Azure Multi-Factor Authentication

• Something you know (typically a password)
• Something you have (a trusted device that is not easily duplicated, like a phone)
• Something you are (biometrics)

Azure Multi-Factor Authentication is the multi-factor authentication service that requires users to also verify sign-ins using a mobile app, phone call or text message. Also, it is available to use with Azure Active Directory, to secure on-premise resources with the Azure Multi-Factor Authentication Server, and with custom applications and directories using the SDK.

What are the advantages of Azure Multi-Factor Authentication?

If added security for your data and applications - without added hassle for users.

• Safeguard access with mobile app, phone call, SMS
• Deploy on-premises or in the cloud
• Reduce risk, meet compliance requirements
• Protects Office 365, Salesforce, DropBox and other SaaS apps
• Works with VPN, Microsoft IIS, RADIUS, LDAP
• Real-time fraud monitoring and alerts

How to Enable Multi-Factor Authentication in Azure?

Create Multi-Factor Authentication provider

1. In Microsoft Azure, navigate to ACTIVE DIRECTORY.
2. Click MULTI-FACTOR AUTH PROVIDERS, and then click CREATE A NEW MULTI-FACTOR AUTHENTICATION PROVIDER. In NAME, type Contoso-MFA, select the usage model. In our case we selected “Per Enabled User”, selected the Contoso-Directory that we had already created and synced with us on premise AD, and then click CREATE.

Enable Users in my Directory to use MFA

If you create a new users in your directory all you will need is to do is select the “Enable Multi-Factor Authentication” check box.

1. For existing users, you will need to activate the MFA. To do that, navigate to your directory in Azure and select the “Manage Multi Factor Auth” in the action bar at the bottom.
2. Once the Manage Multi Factor Authentication page as loaded, you can select all the users you want to enable MFA for, click Enable and click Bulk update to start the process.
3. It will ask you to confirm and it will provide links to more info about the deployment. click “enable multi-factor Auth”
4. Click ‘Close” to complete.

Configure the users MFA settings

Now that our users in our directory has been configured.  Now each users that were enabled will need to configure their MFA settings on the next logon.

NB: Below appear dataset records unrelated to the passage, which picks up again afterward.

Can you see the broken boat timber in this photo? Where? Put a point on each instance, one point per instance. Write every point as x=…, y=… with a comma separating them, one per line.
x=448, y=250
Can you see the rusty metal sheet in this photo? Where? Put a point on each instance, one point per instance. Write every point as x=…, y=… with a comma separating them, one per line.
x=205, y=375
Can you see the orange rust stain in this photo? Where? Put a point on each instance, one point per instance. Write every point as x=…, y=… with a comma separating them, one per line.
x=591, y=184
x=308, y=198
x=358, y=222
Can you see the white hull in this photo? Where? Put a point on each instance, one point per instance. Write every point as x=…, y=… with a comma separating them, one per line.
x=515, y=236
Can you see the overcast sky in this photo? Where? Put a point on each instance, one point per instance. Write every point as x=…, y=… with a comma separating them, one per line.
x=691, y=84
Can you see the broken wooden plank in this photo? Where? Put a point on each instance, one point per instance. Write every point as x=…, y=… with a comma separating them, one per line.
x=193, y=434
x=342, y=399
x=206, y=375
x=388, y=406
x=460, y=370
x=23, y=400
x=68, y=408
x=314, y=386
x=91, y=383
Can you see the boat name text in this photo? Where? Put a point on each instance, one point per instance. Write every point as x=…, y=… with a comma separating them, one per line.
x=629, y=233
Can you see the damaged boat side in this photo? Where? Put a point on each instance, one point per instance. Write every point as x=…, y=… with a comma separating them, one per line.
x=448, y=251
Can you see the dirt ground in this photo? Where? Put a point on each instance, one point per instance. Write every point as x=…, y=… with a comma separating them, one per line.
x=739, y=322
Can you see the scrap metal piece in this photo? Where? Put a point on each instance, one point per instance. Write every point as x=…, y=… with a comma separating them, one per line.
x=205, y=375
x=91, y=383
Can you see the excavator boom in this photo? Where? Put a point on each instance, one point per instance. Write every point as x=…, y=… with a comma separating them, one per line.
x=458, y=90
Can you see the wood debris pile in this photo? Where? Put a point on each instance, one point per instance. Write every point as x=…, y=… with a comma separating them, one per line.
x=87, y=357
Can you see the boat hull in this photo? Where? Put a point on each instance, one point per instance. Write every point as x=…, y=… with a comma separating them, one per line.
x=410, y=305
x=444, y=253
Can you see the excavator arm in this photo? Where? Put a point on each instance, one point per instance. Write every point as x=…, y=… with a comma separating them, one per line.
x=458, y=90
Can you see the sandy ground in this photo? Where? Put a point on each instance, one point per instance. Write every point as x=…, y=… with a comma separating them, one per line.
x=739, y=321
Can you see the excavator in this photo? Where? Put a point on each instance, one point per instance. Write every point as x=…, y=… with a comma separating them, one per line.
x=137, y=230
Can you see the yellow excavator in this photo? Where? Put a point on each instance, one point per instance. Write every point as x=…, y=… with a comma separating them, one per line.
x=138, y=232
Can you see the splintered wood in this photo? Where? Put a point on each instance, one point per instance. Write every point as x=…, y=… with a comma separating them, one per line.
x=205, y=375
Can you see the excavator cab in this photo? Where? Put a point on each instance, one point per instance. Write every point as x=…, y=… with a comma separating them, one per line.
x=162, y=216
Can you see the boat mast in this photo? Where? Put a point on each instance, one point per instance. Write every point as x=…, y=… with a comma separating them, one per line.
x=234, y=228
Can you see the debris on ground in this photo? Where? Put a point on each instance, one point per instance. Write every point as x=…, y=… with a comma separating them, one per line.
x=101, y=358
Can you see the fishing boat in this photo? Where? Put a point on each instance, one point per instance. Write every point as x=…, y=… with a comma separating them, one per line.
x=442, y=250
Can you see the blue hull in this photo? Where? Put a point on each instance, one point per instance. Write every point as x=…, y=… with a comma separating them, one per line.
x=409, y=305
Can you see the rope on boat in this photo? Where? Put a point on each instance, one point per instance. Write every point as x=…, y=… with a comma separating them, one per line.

1. Logged on to Azure using the “BenSmith@Contosolab01.onmicrosoft.com” address and authenticated using the password that was already setup.
2. Automatically, the system will prompt the user if the MFA setup is needed.
3. As part of the setup Ben needed to enter a phone number that the system will call to validate the login for this user.
4. By clicking “verify now”, the system will call your phone and ask for you to verify the connection.
5. After click Next to continue.
6. At this point we will keep the MFA setup pretty simple. We will look at multiple options in the upcoming weeks.
7. Once this is completed. You will receive a phone call every time you logon to this account to validate that is you.